Testing and diagnosis provide an opportunity for interventions that include early treatment, reduced transmission and counselling on risk behaviours.
“Early screening followed by adequate treatment is paramount for better health outcomes for patients and more effort must be deployed in that regard,” commented Dr. Kuku Appiah, Medical Director for Abbott’s rapid diagnostic business in Africa.
“At Abbott, we have been partnering with governments and leading hepatitis programs across Africa to support surveillance programs and provide reliable and affordable rapid diagnostic solutions to help governments meet their health targets for hepatitis, among other diseases.”
Throughout Africa, the prevalence and impact of hepatitis varies significantly as well as the public health programs available to support screening and treatment.
In Rwanda, the earliest prevalence of the viral hepatitis (HBV & HCV) was 2% of the population when the country’s Hepatitis program commenced in July of 2016, with people aged 55 and above accounting for 16% of infections.
The rate of HBV and HCV is higher in rural communities. A precursor to bolstering the nation’s healthcare system, in 2005, the Rwandan government launched a performance-based financing system that rewarded community health centres and district hospitals for better patient follow-up, which drastically improved existing services.
This initiative yielded positive results in the fight towards eliminating HBV and HCV; substantially improving the affordability of screening tests, with an increase in demand for the tests.

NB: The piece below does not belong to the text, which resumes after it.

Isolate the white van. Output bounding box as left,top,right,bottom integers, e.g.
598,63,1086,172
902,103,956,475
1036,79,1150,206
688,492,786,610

The government also negotiated breakthrough deals that reduced the costs of rapid testing by large margins; dropping from U$113 million to U$43 million and ensuring that treatment in the country is readily accessible to everyone in need of care.

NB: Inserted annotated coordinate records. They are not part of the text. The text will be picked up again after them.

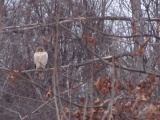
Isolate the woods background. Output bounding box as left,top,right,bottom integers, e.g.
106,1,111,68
0,0,160,120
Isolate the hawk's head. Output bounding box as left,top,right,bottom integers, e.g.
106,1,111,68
36,46,45,52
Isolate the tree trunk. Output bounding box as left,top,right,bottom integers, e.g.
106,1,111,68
130,0,144,70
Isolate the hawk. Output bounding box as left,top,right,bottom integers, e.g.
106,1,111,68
33,46,48,79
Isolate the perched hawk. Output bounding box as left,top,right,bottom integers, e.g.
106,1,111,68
34,46,48,79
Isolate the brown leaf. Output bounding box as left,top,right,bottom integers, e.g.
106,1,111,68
94,98,101,105
136,47,145,55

In South Africa, hepatitis affects 4 million people. There is a prevalence of HBV ranging from 1% in urban areas to 10% in rural areas. HCV, in contrast, is more prevalent among people who inject drugs due to unsanitary needle sharing and other forms of transmissions.
The biggest barrier on the route to eliminating HBV and HCV remains the lack of awareness by both patients and healthcare workers.
In Nigeria, the prevalence of HBV and HCV is 8.1% and 1.1% respectively, making it one of the highest impacted countries by hepatitis on the continent with an estimated 19 million people living with the disease. Part of the issue is that hepatitis is not well funded and as a result, there is a lack of education and public health programmes supporting elimination efforts.
Uganda has a prevalence of hepatitis B and C that is difficult to track due to lack of insights and data needed to create a strategic framework to inform policy. These sparse datasets especially for HCV, which accounts for 1 – 2% of the population, increase the difficulty of identifying the disease.
For HBV, the data is better due to diagnosis through an HIV impact assessment which went live in 2016. As a result, the prevalence of the HBV was at 4.3% of the total population, in people aged 15 and 49 years.
This led to the launch of a screening and treatment programme exclusively for HBV, providing care and preventative measures to transmission. The programme underway was rolled out with a survey during screening to create the data and insights to understand the landscape of viral hepatitis in the country.